Once more I give credit where it’s due – that was a very good episode of anime. I think this version of Oshi no Ko – more or less consistently serviceable-plus rather than the extremes of great and awful that was the first season – is more sustainable. And certainly less exhausting. It’s the longest extended run of Akasaka material that I’ve gotten through without being seriously irritated or turned off at least once. Again, manga readers by and large seem to think “Tokyo Blade” is the best arc in the series, and I see no reason at this point to disagree (though I’m the last one anybody would ask).
In effect we have an anime adapted from a manga depicting a stage play adapted from a manga here. There are a lot of layers there, and a lot to go wrong. Not to mention, by its nature 2.5D doesn’t lend itself well to the flatness of TV. Given the challenges involved, I think Doga Kobo and Hiramaki Daisuke did a fine job bringing it off. Sure there was a fair bit of CGI in the mix but let’s keep our expectations realistic. You had to convince us that the audience was wowed by what they were seeing without having access to the means of wowing them, and that was never going to be easy.
Giving “Blade” a more or less uninterrupted ten-minute runway at the start of the episode was a good idea. Absent the magic of 2.5D budgets and trickery, absorbing us in the moment was the only means of making the requisite impact. It was mostly mission accomplished on that score. The play was depicted quite nicely, building up to Melt’s big moment on-stage. That brings with it its own set of challenges, of course. To quote my post of last week:
If there’s anything that makes Melt sympathetic it’s that he’s self-aware enough to realize his own inadequacies and even wish to surmount them. But that presents a challenge for Akasaka, in fact. As with the too-neat resolution to every industry critique he floats, if Melt actually succeeds in “Tokyo Blade” that’s an implicit demeaning of acting both as a skill and a profession.
I guess what happens on that front is kind of an eye of the beholder thing. This is Akasaka’s greatest tripwire IMHO (that and his love of tropes) – he loves neatness. He likes to give characters and situations happy endings (or midpoints) even if it involves unrealistically easy ways out. Melt being a bad actor has been pretty well-established. As has the fact that he’s not a bad guy. Giving Melt a big backstory segment here wasn’t strictly necessary, at least for me. I don’t care that much about him in the end, but I certainly have empathy for him. But Akasaka does tend to oversell these things.
As usual, the magic potion is a bit of advice from Aqua, whose divine wisdom can solve pretty much every problem except his own. Melt’s soaring triumph (even arrogant douchebag Kamoshida acknowledges him) is “too-neat” to use my own phrase. But I don’t begrudge him – he’s nice enough to deserve a redemptive moment. Sometimes it would be better for Akasaka to deny his characters that deserved satisfaction because it’s better storytelling but fish gotta swim and birds gotta fly.

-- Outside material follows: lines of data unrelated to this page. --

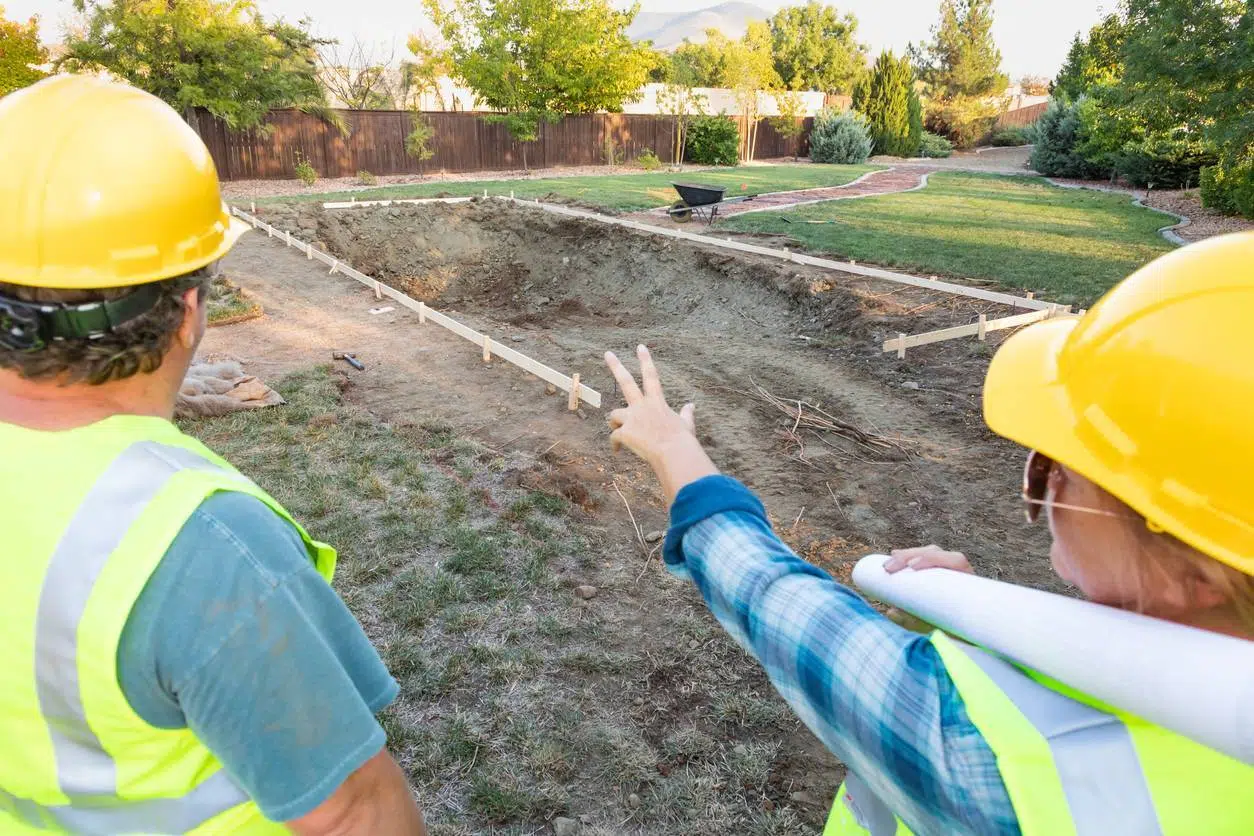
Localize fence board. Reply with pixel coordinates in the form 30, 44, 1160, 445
194, 110, 814, 180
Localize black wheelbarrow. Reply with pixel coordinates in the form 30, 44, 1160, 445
666, 183, 757, 224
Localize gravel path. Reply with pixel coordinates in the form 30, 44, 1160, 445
632, 167, 935, 223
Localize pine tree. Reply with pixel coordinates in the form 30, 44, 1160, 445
854, 50, 923, 157
918, 0, 1009, 147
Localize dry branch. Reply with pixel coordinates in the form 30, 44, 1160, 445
740, 382, 915, 461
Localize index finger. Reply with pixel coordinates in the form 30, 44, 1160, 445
636, 345, 666, 400
606, 351, 643, 406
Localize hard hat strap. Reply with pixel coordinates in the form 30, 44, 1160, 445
0, 283, 161, 351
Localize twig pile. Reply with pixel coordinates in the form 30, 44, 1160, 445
744, 382, 915, 461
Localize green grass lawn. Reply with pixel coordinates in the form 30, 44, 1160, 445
724, 172, 1172, 306
258, 164, 882, 212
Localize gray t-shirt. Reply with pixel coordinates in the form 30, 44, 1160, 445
118, 493, 398, 821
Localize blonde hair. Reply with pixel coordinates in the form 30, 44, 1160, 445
1101, 490, 1254, 634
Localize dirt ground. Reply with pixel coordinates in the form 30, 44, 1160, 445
203, 201, 1057, 833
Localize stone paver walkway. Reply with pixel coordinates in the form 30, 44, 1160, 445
648, 167, 937, 219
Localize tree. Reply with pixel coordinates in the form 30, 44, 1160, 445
853, 50, 922, 157
56, 0, 342, 129
657, 84, 709, 165
1052, 15, 1127, 99
770, 0, 867, 93
396, 35, 456, 110
671, 29, 731, 86
1020, 75, 1050, 95
424, 0, 652, 165
317, 38, 396, 110
720, 20, 781, 162
0, 6, 48, 97
914, 0, 1009, 148
767, 90, 805, 162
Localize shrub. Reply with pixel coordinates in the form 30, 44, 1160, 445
296, 152, 317, 185
685, 114, 740, 165
907, 90, 923, 157
988, 128, 1032, 148
1201, 152, 1254, 221
1115, 132, 1216, 189
810, 110, 873, 164
919, 130, 953, 158
1030, 97, 1110, 179
405, 112, 435, 162
636, 148, 662, 172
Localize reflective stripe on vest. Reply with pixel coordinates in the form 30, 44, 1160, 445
824, 639, 1162, 836
13, 441, 248, 832
953, 640, 1162, 836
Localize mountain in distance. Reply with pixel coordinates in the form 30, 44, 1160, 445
627, 1, 771, 49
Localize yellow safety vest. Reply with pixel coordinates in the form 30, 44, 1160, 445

For the record I don’t trust Kaburagi’s stated reasoning for pushing Melt on Raida – there’s more to that side of things, even if it’s not plot-critical.
Of course, the most obvious implication of Melt’s triumph is that is reinforces the hollowness of Aqua’s own acting. “Physician, heal thyself” indeed – ultimately Melt matters less to the story as a character than as a means of pushing Aqua’s arc forward. He has his own big moments coming up, with his PTSD waiting in the wings like the star just waiting for its cue to seize the spotlight for itself.